Dimostrare che è possibile far uscire i bambini e i giovani che hanno combattuto dal loro terribile passato di guerre e di omicidi per costruirsi una vita diversa, è l’obiettivo che si prefigge “missio-austria”, l’opera missionaria dei salesiani in Austria, con una nuova campagna avviata nei giorni scorsi a Vienna. “Missio aiuta i bambini soldati” è lo slogan della campagna a favore dei bambini soldato di paesi come l’Uganda, il Ruanda, la Colombia. Quello che si propone è porre sotto gli occhi dell’opinione pubblica austriaca la difficile situazione dei bambini soldato attirando, in particolare, l’attenzione dei bambini austriaci. Nella struttura della campagna una sezione dedicata esclusivamente a loro: “mi metto al tuo fianco” e una canzone, affinché la musica possa contribuire a rafforzarne l’effetto. Si ricercano insegnanti, allenatori, assistenti pastorali, sacerdoti, persone che possano dare il loro contributo a ricostruire una nuova vita ai giovani che hanno combattuto. I progetti si svilupperanno in Africa, Asia, America Latina e Oceania.
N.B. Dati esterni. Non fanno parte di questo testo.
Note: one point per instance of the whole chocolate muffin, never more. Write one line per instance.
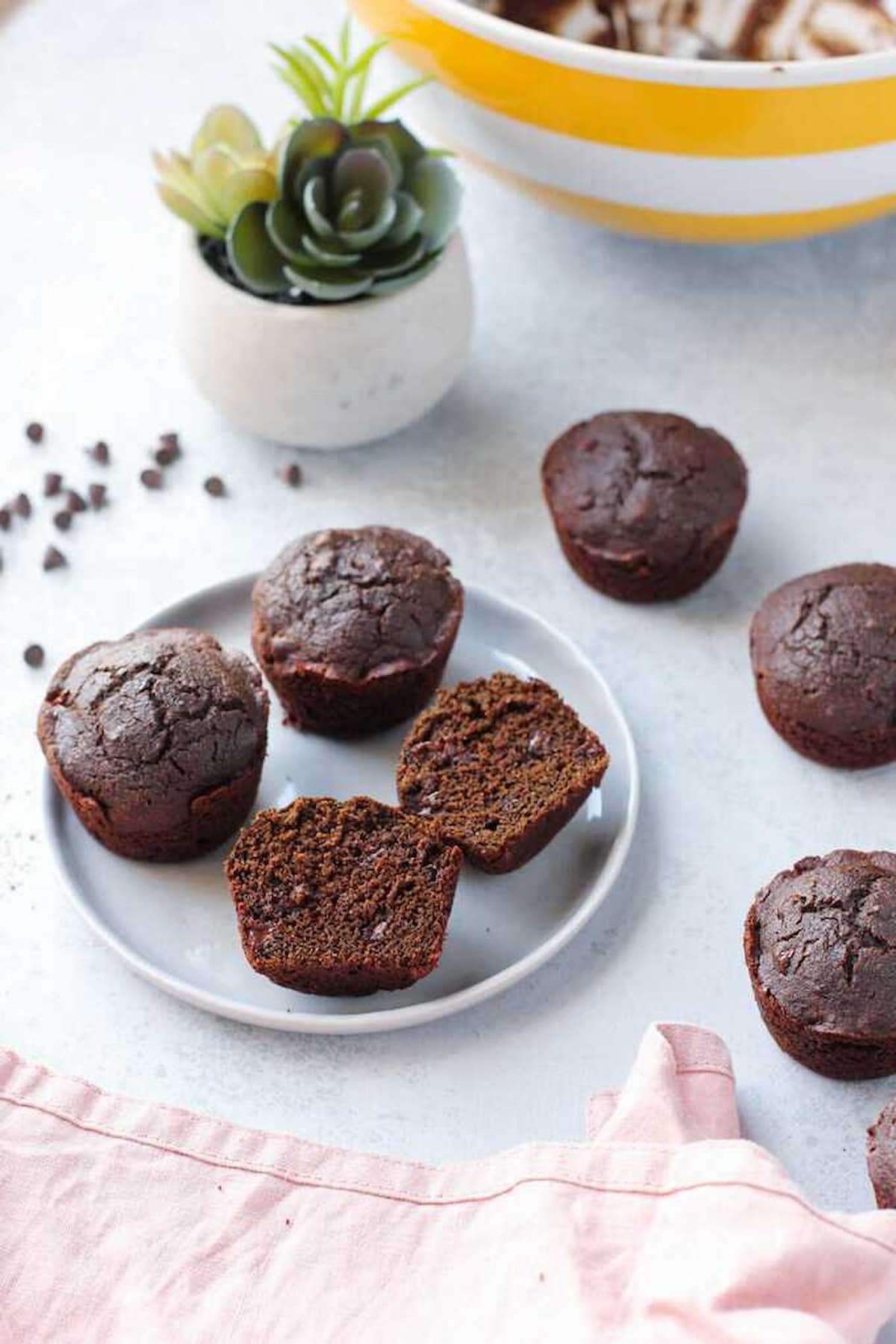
(156, 741)
(645, 504)
(820, 944)
(882, 1156)
(500, 765)
(341, 898)
(354, 628)
(824, 655)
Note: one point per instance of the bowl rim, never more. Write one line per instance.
(608, 60)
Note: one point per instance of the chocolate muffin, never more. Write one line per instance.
(820, 944)
(156, 741)
(500, 765)
(645, 504)
(354, 628)
(341, 898)
(882, 1156)
(824, 656)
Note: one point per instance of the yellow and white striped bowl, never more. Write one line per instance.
(688, 149)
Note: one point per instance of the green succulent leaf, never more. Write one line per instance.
(334, 255)
(438, 193)
(363, 238)
(245, 186)
(188, 210)
(393, 284)
(314, 205)
(226, 125)
(408, 220)
(285, 228)
(334, 82)
(252, 253)
(406, 147)
(396, 260)
(329, 287)
(361, 181)
(382, 146)
(211, 168)
(319, 139)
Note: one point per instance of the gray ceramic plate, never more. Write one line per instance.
(173, 924)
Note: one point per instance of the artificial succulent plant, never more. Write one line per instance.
(346, 205)
(227, 168)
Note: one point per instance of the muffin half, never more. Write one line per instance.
(341, 898)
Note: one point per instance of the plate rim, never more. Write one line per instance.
(401, 1016)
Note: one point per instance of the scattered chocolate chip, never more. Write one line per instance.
(53, 559)
(100, 453)
(290, 475)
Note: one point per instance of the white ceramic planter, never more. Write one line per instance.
(328, 376)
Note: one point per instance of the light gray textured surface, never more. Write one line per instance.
(788, 349)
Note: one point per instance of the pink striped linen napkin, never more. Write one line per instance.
(132, 1222)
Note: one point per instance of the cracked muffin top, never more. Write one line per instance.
(147, 724)
(644, 482)
(356, 604)
(824, 653)
(822, 941)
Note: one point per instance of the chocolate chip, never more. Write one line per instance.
(290, 475)
(539, 744)
(100, 452)
(53, 559)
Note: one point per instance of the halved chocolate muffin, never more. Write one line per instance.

Di “devastazione psicologica” alla quale vengono sottoposti i bambini parla Ludwig Schwarz, vescovo ausiliare di Vienna e direttore di “Missio-Austria”; il quale anzi paragona la situazione di oggi con la prassi del reclutamento forzato dei bambini cristiani nell’Impero ottomano. Queste truppe, i giannizzeri, sono state “le truppe d’assalto più temute”, continua Schwarz, e il legame dei bambini soldato di oggi alle loro truppe si consuma “in maniera terribile, soprattutto in Africa, dove vengono costretti ad uccidere i genitori e fratelli”. Juan Carlos Henao, ricercatore colombiano responsabile di un progetto nel suo paese, ricorda che, a causa dell’interruzione del dialogo tra il governo e la guerriglia, si è arrivati a combattere la guerra anche nelle città della Colombia. I diritti umani vengono lesi sistematicamente e decreti creati appositamente avrebbero portato a criminalizzare il lavoro delle organizzazioni che si occupano di ristabilire la pace. Si stima che il numero dei bambini soldato nel paese sudamericano sia tra i 7000 e i 10000 e lo scorso anno 600 di loro sarebbero morti.